Jewish Leaders on HIAS-ADL Trip Witness Border Crisis Up Close

By Sharon Samber and Bill Swersey,

Sometimes you have to see things for yourself.

That is just what 27 leaders from 17 national Jewish organizations did this week as part of a delegation led by HIAS and the Anti-Defamation League to view firsthand the crisis at the U.S.-Mexico border.

On Tuesday Jewish leaders from across the nation convened in San Diego, CA and set out for a series of meetings and visits on the U.S. side of the border. The group met with immigration attorneys and humanitarian workers who work with migrants and asylum seekers. Observing Federal immigration hearings inside a huge high-security detention center, they saw how some struggle to comprehend a complex system, often without legal representation. Others visited a shelter for unaccompanied minors and gained a deeper understanding of how U.S. policies impact real people.

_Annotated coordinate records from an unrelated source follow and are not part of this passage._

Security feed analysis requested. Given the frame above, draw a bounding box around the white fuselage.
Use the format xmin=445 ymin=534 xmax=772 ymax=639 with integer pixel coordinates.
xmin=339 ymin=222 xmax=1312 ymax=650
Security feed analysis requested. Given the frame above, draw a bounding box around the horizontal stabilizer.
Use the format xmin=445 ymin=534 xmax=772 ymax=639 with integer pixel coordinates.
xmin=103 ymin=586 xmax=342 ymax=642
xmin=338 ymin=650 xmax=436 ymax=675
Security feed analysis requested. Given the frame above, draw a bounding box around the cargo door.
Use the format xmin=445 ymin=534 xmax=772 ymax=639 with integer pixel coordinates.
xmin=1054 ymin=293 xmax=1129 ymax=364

“It’s heartbreaking to see the way the United States is treating immigrants” said Mark Hetfield, HIAS’ President and CEO. “The system does nothing to ensure due process, it’s not treating them like human beings,” he added.

On Wednesday the group crossed the Mexican border and visited two facilities in Tijuana. At the crowded Instituto Madre Asunta shelter, the delegation heard how many women fleeing gang violence in Central America end up in limbo with few options. At a men’s shelter nearby they spoke with a pair of migrants who had been deported from the U.S. overnight — men members of the delegation had seen just the day before in an “Operation Streamline” criminal court hearing.

“Being there rehumanized the border crisis for us,” said Mark Hetfield, HIAS’ President and CEO. “We sat with people, heard their stories, it was difficult for everyone, even those of us just listening.”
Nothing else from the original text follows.